The St. Louis & San Francisco, entering Kansa's City through Rosedale, has extensive terminals straddling the state line. The Missouri, Kansas & Topeka, using the St. Louis & San Francisco tracks from Paola to Rosedale, has constructed fine terminals in Rosedale.
The Kansas City Terminal Railway Company, which recently succeeded the Kansas City Belt Railway Company, is enlarging its system on both sides of the state line, while engaged in erecting a new Union station for Kansas City, Missouri. In the Armourdale district of Kansas City, Kansas, extensive plans have been formulated for bringing the railroads to a common meeting point and carrying their passenger traffic across the Kansas river to Kansas City, Missouri, on an elevated structure. These plans as originally announced provided for a Union station for Kansas City, Kansas, but no announcement has been made to the date of this publication as to what is to be done to carry out the plan. The company, however, has acquired an extensive body of land in the Armourdale district for shops, a roundhouse, a large freight depot and several miles of tracks for freight handling.
The Kansas City Southern Railway Company, fifteen years ago, took over the belt railway system constructed by the Union Terminal Railway Company in Kansas City, Kansas. This valuable property, reaching the stock yards, packing houses and many of the large industries along the Kansas river valley in Kansas City, Kansas, is now operated in connection with that railway system from this point to the Gulf of Mexico.

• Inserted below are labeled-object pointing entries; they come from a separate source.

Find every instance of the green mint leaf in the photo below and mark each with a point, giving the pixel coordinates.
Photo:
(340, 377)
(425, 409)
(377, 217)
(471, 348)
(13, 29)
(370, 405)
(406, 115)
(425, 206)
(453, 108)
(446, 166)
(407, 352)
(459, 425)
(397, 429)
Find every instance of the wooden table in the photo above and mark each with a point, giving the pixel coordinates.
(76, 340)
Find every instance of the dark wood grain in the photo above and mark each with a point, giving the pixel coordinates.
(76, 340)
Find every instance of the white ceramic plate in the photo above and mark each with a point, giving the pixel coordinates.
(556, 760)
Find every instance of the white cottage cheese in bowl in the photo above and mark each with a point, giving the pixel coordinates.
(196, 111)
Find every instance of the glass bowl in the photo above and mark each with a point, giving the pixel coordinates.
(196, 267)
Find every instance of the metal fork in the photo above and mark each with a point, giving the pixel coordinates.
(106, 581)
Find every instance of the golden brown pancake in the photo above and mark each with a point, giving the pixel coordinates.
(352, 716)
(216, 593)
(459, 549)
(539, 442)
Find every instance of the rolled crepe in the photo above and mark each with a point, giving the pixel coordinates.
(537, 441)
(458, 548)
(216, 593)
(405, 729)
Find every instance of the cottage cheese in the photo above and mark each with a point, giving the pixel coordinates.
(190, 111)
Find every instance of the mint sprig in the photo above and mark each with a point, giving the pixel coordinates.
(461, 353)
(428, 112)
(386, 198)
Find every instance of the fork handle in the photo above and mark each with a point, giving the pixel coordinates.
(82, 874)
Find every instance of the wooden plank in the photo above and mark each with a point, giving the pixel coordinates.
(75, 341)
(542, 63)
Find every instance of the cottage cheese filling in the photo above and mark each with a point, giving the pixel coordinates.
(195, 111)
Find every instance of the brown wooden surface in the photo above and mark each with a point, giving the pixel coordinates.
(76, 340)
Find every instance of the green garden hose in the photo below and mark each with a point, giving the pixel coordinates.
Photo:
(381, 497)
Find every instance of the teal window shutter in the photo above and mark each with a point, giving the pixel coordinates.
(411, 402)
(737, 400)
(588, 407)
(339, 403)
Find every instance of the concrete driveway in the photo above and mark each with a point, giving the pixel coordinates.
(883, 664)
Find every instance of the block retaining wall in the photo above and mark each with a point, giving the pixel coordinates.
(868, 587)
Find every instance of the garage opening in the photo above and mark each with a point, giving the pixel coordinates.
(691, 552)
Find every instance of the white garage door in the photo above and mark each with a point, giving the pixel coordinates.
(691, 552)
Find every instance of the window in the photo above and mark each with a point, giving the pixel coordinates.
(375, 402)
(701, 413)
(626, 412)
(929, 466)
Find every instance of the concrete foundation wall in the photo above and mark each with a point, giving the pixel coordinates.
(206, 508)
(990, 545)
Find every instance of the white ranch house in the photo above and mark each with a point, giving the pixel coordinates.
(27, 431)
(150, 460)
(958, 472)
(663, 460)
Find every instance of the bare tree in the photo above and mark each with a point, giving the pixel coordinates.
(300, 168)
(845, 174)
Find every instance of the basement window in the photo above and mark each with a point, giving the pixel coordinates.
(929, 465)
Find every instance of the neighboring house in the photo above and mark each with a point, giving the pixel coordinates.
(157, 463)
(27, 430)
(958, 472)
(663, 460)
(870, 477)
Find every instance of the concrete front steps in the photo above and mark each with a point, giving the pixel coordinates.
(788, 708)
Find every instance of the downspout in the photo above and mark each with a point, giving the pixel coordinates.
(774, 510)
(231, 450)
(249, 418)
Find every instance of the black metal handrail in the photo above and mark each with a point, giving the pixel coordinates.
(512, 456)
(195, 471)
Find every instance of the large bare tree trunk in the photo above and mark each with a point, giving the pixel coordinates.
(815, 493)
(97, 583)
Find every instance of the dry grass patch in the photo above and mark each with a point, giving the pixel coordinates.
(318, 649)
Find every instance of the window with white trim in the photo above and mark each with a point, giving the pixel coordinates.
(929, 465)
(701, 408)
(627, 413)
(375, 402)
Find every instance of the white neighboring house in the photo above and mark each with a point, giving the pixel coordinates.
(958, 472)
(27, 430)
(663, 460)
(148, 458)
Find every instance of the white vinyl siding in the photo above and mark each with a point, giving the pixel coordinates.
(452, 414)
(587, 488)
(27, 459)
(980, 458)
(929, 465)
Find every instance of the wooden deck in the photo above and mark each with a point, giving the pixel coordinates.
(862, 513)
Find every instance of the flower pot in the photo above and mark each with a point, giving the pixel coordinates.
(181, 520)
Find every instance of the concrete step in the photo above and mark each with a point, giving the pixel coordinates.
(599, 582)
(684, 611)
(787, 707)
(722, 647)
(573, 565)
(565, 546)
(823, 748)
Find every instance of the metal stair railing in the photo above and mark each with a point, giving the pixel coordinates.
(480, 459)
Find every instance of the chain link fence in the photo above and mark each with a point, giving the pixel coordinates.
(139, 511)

In 1903, when Arthur E. Stilwell was promoting his great Kansas City, Mexico & Orient Railway, as an air line from Kansas City to the Pacific coast, he chose Kansas City, Kansas, as the future location for the terminals of that line. The Kansas City, Outer Belt & Electric Railway, then organized as a terminal Company, acquired a right-of-way through Kansas City, Kansas, from the mouth of Jersey Creek at the Missouri river to the Kansas river, at the west limits of the city. The right-of-way, including lands purchased and condemned, involved an expenditure of about $500,000. More than $500,000 also has been expended on grading and placing this roadbed in condition; so, on the completion of the Orient line in the near future, the terminals also will be made ready for use.
Recently several important moves have been made on the part of other great trunk lines toward obtaining entrance to this territory, which have resulted in several new plans for terminals for the use of these lines. One of these, organized in Kansas City, Kansas, as the Kansas City Junction Railway Company, acquired about 600 acres of land, at a cost of more than $300,000, in the Missouri river bottoms at North Kansas City, Kansas, this tract to furnish sites for shops, roundhouses, freight handling houses and extensive railroad yards. The purpose of this company was to construct a short line to St. Joseph on the east side of the Missouri river to provide entrance to the city for both steam and electric railways. A charter for a bridge to span the Missouri river at the north terminals of Fifth street in Kansas City Kansas, was obtained, and the right-of-way for the line to St. Joseph was purchased and is now being graded. No official announcement, however, has been made concerning the construction of the proposed bridge and terminal system.
Transcribed from History of Wyandotte County Kansas and its people ed. and comp. by Perl W. Morgan. Chicago, The Lewis publishing company, 1911. 2 v. front., illus., plates, ports., fold. map. 28 cm. [Vol. 2 contains biographical data. Paged continuously.]